À la clé de cette robotisation généralisée, un gain de productivité d’un facteur 12, selon Egon Heuson, par rapport à une préparation manuelle des réacteurs. L’automatisation permet également une collecte systématique de données. « Tous ces robots sont équipés de capteurs qui récupèrent des informations tout au long du processus, explique ­Sébastien Paul. Elles sont stockées en interne sur serveur dédié de 100 téraoctets. » Un système de gestion des données expérimentales a été mis au point par le laboratoire Cristal pour exploiter au mieux ces informations. « Dans la recherche sur les catalyseurs, nous avons souvent des éléments sur les solutions qui marchent parce qu’elles font l’objet de publications scientifiques, mais très peu sur celles qui ne fonctionnent pas, précise Sébastien Paul. Même en cas d’échec d’une synthèse, Realcat conserve ces informations précieuses pour affiner la recherche. »

Des algorithmes d’apprentissage automatique sont en cours de développement au laboratoire Cristal et à l’Institut national de recherche en sciences et technologies du numérique (Inria). L’objectif est de pouvoir identifier dans une vaste base les molécules ou organismes les plus efficaces pour une réaction donnée, notamment en multi­catalyse. Un déploiement de puissance à la mesure du défi du recyclage des plastiques.

« Faire essaimer des technologies vers des deeptechs »

Sébastien Paul, professeur à Centrale Lille et responsable de la plateforme Realcat

© D. Fontenat


Comment les recherches de la plate­forme sont-elles valorisées ?

Realcat est un outil très performant pour accélérer la recherche dans des domaines précis. Nous sommes sur le créneau de l’invention. La plateforme permet de trouver de nouveaux procédés et de nouvelles solutions. Mais il faut encore les transformer en innovations. Le but est de transférer les découvertes effectuées sur la plateforme vers des start-up qui concrétiseront les pistes mises en valeur par Realcat.

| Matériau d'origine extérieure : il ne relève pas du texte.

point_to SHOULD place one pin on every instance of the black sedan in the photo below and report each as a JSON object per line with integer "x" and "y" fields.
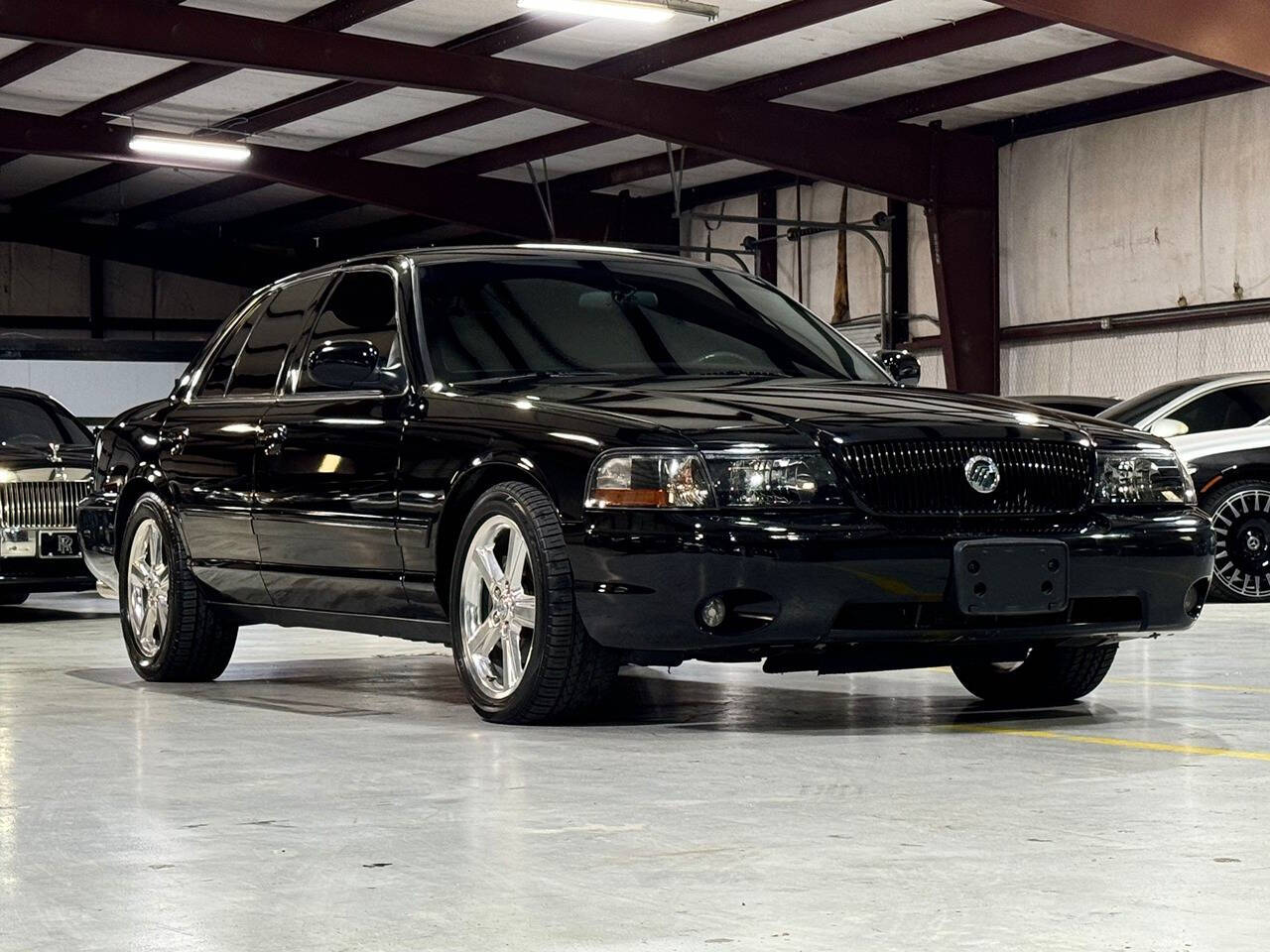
{"x": 561, "y": 461}
{"x": 45, "y": 460}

Qui portera les prochaines technologies de recyclage des plastiques découvertes à Realcat ?

Nous avons un partenariat avec le chimiste Solvay pour la mise au point de solutions dédiées aux polymères aromatiques. La chaire Plastiloop 2.0 se concentrera sur ce sujet. Mais nous pourrions aboutir à des solutions efficaces sur d’autres plastiques et envisager un transfert de technologies vers des start-up. Nos étudiants sont sensibilisés à l’entrepreneuriat et cherchent à acquérir des compétences dans la gestion des entreprises. La prochaine technologie de rupture sur le recyclage des plastiques sera peut-être portée par une deeptech de notre écosystème.

Combien de brevets sont déjà issus de Realcat ?

Depuis sa mise en activité en 2015, notre plateforme est à l’origine de six brevets et de 80 publications. Nous étions jusqu’à présent très concentrés sur la question de la chimie verte. Nous espérons continuer avec des découvertes dans la dépolymérisation.